Editorial Comment, Wednesday, May 10, 2000

If the world is to combat the threat of global computer crime, like the "Love Bug" virus that wreaked havoc last week, the nations of the world must work in greater harmony.

   THE "LOVE BUG" computer virus spread faster than any of its biological analogues possibly could. Within hours of its release last week, presumably in the Philippines, it had raced around the globe to infect government, business and home software via a Microsoft e-mail program, and millions of dollars in damage had been done.

    One immediate and predictable response on Capitol Hill was a call for stiffer criminal penalties for such malice.

    But there is no lack of stiff criminal penalties for such computer crimes -- none, anyway, in the United States. For example, the author of last year's "Melissa" virus, which used the same ubiquitous e-mail program to wreak its havoc, faces up to 10 years in prison.

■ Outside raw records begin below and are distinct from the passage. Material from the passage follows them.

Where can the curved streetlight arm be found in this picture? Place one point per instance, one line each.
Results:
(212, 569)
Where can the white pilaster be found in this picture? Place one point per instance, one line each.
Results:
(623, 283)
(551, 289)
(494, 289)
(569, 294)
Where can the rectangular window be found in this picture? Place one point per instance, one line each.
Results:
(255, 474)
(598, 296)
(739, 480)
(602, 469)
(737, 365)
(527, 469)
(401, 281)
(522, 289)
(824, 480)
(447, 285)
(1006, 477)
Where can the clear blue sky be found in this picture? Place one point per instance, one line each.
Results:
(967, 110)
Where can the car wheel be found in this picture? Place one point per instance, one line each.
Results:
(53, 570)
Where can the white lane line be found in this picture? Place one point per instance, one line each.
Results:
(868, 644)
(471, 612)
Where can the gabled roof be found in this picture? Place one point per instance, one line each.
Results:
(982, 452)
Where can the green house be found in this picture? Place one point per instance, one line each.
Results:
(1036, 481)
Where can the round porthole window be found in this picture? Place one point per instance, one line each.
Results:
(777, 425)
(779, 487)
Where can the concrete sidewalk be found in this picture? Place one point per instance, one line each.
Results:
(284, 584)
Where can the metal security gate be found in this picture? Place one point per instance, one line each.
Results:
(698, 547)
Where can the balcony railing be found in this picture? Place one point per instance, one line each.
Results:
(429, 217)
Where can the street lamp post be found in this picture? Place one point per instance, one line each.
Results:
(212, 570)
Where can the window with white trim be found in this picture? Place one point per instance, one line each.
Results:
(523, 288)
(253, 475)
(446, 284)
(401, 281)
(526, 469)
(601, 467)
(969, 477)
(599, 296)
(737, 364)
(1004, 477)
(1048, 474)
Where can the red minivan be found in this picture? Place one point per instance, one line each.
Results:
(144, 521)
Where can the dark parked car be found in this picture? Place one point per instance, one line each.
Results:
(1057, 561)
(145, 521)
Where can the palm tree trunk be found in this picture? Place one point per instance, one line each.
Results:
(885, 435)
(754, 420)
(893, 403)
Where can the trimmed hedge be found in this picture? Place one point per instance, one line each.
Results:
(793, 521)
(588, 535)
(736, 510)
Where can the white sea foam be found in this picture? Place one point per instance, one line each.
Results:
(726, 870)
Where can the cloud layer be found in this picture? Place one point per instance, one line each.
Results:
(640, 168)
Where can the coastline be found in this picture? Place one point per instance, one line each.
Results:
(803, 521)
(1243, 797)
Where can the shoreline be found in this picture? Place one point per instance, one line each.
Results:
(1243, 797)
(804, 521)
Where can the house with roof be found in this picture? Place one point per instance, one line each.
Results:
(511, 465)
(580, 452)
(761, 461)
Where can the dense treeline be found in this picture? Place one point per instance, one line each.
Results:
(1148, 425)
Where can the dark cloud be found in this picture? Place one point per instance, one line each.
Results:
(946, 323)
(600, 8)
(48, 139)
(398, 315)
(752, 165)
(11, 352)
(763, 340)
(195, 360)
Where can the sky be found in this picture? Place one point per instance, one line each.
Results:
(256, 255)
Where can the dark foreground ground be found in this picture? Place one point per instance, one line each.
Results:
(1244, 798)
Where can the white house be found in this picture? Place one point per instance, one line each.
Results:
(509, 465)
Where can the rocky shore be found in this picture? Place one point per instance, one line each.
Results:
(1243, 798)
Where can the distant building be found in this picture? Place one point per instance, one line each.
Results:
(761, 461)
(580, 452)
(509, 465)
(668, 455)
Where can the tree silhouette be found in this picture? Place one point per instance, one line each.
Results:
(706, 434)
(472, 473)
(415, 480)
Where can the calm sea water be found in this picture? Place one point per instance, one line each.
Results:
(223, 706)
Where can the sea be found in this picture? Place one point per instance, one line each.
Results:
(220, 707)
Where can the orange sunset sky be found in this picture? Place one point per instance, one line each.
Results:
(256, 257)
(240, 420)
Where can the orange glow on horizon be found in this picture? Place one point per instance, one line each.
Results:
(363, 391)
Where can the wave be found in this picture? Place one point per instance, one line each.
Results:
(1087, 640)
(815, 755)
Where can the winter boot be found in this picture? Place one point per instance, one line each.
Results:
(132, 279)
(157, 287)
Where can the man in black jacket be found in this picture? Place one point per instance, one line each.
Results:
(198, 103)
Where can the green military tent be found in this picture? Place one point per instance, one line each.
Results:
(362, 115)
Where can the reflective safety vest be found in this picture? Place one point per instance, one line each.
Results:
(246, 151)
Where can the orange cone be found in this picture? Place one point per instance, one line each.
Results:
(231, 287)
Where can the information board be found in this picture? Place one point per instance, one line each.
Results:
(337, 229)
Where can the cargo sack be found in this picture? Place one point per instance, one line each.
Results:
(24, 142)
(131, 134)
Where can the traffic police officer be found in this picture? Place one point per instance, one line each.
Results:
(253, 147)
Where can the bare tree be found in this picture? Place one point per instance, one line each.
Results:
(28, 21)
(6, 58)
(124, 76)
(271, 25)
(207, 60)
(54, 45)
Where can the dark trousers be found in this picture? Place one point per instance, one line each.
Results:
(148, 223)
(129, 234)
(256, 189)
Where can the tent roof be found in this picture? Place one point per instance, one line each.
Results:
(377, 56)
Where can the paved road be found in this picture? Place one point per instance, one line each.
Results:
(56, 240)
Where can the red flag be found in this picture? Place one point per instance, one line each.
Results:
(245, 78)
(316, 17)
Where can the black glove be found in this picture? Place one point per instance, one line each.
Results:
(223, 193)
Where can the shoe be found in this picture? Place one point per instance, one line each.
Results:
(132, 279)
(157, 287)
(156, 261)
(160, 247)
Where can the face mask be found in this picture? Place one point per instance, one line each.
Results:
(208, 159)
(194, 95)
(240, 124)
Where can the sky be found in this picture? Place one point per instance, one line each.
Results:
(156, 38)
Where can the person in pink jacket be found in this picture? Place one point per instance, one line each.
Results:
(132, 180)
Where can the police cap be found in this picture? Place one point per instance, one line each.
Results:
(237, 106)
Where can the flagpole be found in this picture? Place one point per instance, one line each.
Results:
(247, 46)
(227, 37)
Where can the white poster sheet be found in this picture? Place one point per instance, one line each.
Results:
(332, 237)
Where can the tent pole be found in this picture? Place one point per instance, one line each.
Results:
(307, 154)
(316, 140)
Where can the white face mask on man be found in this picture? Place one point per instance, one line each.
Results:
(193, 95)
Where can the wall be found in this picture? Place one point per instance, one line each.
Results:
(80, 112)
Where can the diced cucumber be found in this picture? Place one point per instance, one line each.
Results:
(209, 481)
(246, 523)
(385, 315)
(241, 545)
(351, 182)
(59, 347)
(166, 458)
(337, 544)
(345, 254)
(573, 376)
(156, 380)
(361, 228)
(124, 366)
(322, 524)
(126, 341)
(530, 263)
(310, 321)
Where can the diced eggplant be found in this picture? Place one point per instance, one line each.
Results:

    His misfortune was to be an American who generated his virus from a computer in America. In many countries -- and the Philippines is one -- malicious computer hacking and virus generating are not yet recognized as crimes. That's the real problem.

    That does not necessarily mean the breeder or breeders of the Love Bug are home free (though as of Tuesday morning one suspect had already been released for lack of evidence). They still could be convicted under Philippine laws against theft or fraud, provided that was their intent in setting loose the virus.

    But theft or fraud is not the only motive that drives computer crimes. Even in cases where theft or fraud is a motive, having to prove such intent adds to the prosecution's burden. Extradition to a country like the United States with laws against computer crime itself is problematic, because extradition is generally not granted for activities not considered crimes in the home country.

    At least most nations (including the Philippines) seem to think computer-virus breeding ought to be against the law, even if not all countries have gotten around to making it so. Trickier, if less urgent, is trying to use domestic laws like 6th District Congressman Bob Goodlatte's Internet Gambling Prohibition Act to curtail the activities of offshore Web sites whose business is not universally regarded as improper, including in the Web sites' home jurisdictions.

    With computer and telecommunications technology, globalization has become an inescapable reality. So, alas, has globalized crime. It's time the nations of the world got their anti-global-crime act together.